Originally forming back in 2001, Fejd, which traslates to “feud”, is a Folk Metal act from Sweden. Since that time, the band has only issued two full-lengths, including this one, aside an EP and two demos, all of which have received much praise from the metal community. Eifur marks the second full-length effort, and pretty much continues where the band left off. However, this album is not quite as strong as the band’s previous material, and that all seems to deal mostly with the production quality of the album.
Eifur is not at all a bad album. Musically, it’s a strong album that suits the whole Folk atmosphere well, composed of strong material that is well executed and feeds into the overall ambience thanks to the more Folk instrument sound, and the soft singing voice, all of which seem to place you back to the days of minstrels and the beliefs of spirits in the forest. However, while this may be a strong release, the production quality isn’t as strong as it could be. The music here isn’t quite as powerful and one would expect, sounding a little hollow in comparison. While it does enhance the ambince a bit with the overall quality of the recording, the problem is that the instruments really sound dull, coming off as soft as the vocalist, which isn’t a good thing for this release. While the vocals definitely carry a traditional Folk attitude, the instruments just can’t carry the voice, so in the long run the album really comes down to certain tracks that have a lot going on to support the vocals, such as “Alvas Halling”, an instrumental track which features a stronger Folk performance through the instruments then some tracks, or songs that seem to be carried by the vocalist nicely, such as “Farsot”, which has a chorus that is simply haunting and ushers in a sens of pride through the performance that is given. Of course, there are just tracks where the music seems to suffer drastically, such as the beginning of “Arv”, which features some fast paced music that, in the end, doesn’t really stand out until it slows down to a haunting atmosphere with the vocalist chiming in, presenting a more epic feel to the song as it progresses.
Outside the the somewhat hollow production, the album is quite enjoyable.

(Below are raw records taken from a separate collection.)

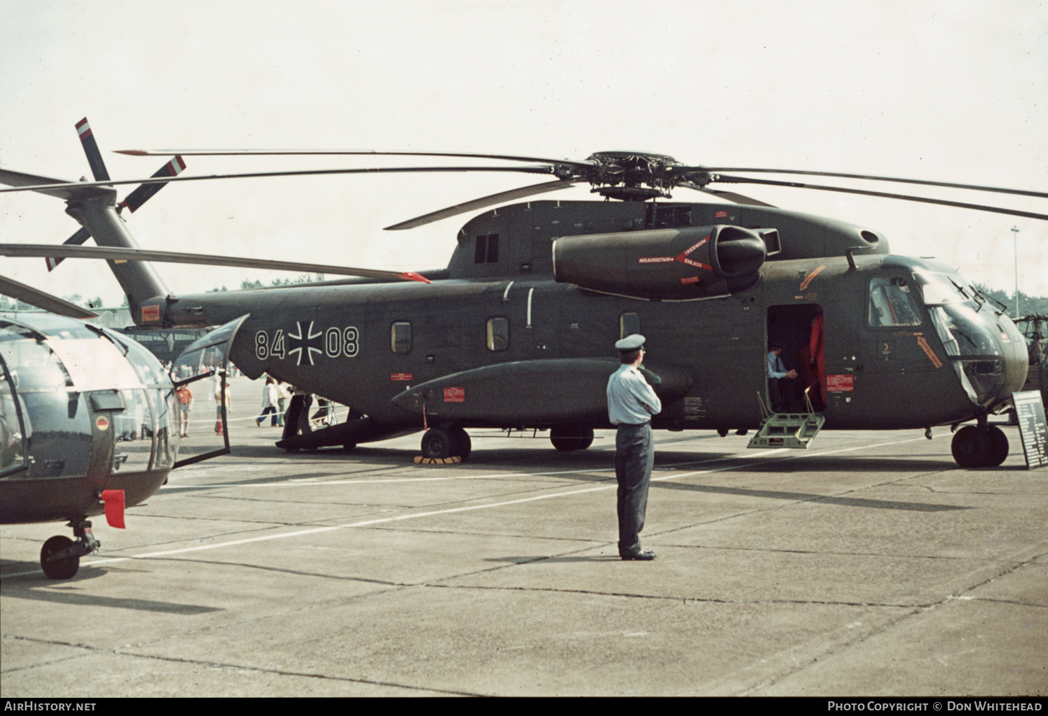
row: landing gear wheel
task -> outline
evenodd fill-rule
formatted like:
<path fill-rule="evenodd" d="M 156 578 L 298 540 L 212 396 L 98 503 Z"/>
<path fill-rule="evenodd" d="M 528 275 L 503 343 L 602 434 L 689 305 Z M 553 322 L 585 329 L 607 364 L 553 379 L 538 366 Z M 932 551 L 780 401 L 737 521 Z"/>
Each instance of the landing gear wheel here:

Musically, there is no denying that this is genuine Folk music without any gimmicks or hooks. Of course, the traditional Folk instruments are presented in the music, pretty much replacing the common electric guitar completely. Of course, the bass is still present, but there are various other instruments brought in such as bagpips, harps, the hurdy-gudie, recorder, and more, all of which gives off the perfect atmosphere for Eifur to make it a serious Folk release. Eifur also goes between a slow to mid-tempo pace through pretty much the entire album, but given how the only instruments of the album really sound full are the drums, and even that’s a stretch, it’s actually a good thing since the faster moments just don’t work out that well in the long run. Of course, the instrumental tracks seem to be a little more powerful, and that is more then likely due to the fact that the vocalist of this group handles just about all the Folk-related instruments, which allows for a little more complexity in the music itself. Either way it works out nice. A mentioned, “Alvas Halling” makes for a great song that really pushes the album along, and the instrumental “Trollfard” is a song that will quickly engross the listener, as well as makes for a fitting closing to the album.

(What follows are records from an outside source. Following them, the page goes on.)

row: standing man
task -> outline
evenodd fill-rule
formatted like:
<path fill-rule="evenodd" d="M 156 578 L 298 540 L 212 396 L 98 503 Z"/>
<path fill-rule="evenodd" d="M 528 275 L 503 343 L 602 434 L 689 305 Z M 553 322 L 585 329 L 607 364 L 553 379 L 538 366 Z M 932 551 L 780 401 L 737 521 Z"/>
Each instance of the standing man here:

Out of all the material, many of the tracks manage to stand out on their own. However, the track “Farsot” is basically the main track off the album. This song is perhaps the strongest of them all, with a heavier musical approach that sounds great when coupled with the softer clean singing and the haunting chorus that adds in a nice little epic atmosphere to the song, almost like what one would expect from a Viking Metal-oriented release, or even off an early Tyr album. However, this is perhaps the only track that genuinely stands out to the point where you will be searching to hit repeat. The rest of the album is still grand, such as the following “Jungfru I Hindhamn”, which truly captures the more forest-based Folk sound that many bands try to give off. “Gryning” also makes for a good song that has some great music going on, especially with some faint Folk instruments in the background that may make you think you’re crazy for hearing them.

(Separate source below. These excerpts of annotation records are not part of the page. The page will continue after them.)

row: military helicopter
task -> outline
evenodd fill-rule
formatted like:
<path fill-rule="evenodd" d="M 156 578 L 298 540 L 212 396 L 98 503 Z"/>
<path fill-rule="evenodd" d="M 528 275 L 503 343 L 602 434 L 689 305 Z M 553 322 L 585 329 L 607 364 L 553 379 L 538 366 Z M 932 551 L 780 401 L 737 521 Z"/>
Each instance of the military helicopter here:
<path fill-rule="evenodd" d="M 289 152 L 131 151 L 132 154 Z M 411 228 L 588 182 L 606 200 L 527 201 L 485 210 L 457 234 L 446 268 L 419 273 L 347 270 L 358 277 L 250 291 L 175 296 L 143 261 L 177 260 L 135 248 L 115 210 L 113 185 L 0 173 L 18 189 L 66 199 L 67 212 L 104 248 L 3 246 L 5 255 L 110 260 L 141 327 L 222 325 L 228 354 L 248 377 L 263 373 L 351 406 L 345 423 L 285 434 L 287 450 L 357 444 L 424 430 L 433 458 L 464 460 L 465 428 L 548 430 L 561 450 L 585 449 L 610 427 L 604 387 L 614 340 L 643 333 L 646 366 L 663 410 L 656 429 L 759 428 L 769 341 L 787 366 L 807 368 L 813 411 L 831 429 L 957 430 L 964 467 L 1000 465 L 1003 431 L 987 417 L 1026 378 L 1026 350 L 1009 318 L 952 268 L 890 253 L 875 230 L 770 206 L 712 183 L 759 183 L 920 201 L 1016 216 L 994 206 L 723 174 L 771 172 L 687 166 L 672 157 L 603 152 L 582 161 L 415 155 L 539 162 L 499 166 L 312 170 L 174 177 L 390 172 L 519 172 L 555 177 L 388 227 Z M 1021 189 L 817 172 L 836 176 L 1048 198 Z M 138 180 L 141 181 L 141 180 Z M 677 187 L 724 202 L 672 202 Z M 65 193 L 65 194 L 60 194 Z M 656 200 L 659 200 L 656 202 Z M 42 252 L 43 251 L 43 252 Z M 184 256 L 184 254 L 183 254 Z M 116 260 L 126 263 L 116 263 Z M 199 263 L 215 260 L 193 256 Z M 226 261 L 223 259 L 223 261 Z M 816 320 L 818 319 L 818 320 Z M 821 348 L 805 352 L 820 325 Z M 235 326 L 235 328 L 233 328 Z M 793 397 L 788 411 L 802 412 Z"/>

If Eifur had a stronger production quality to it, perhaps a little more clear or louder then it is, then it would be a great album. Unfortunately, it doesn’t, but the somewhat raw, less-powerful souding quality does manage to enhance the atmosphere of the album, which was more then likely the intent all along, so it comes as a win/lose situation. It would be hard to sit down and listen to this album and picture a better production quality to it, though it’s something one might long for deep in their hearts. This true Folk album is very well done, though sometimes can sound a little weak for whatever reason it may be. Other then that, there’s nothing too powerful or emotionally moving about the album, but instead, it’s full of well done Folk music without gimmicks, bringing in a laid back, yet strong performance that pays great homage to the proper time periods outlined in the music and lyrical content.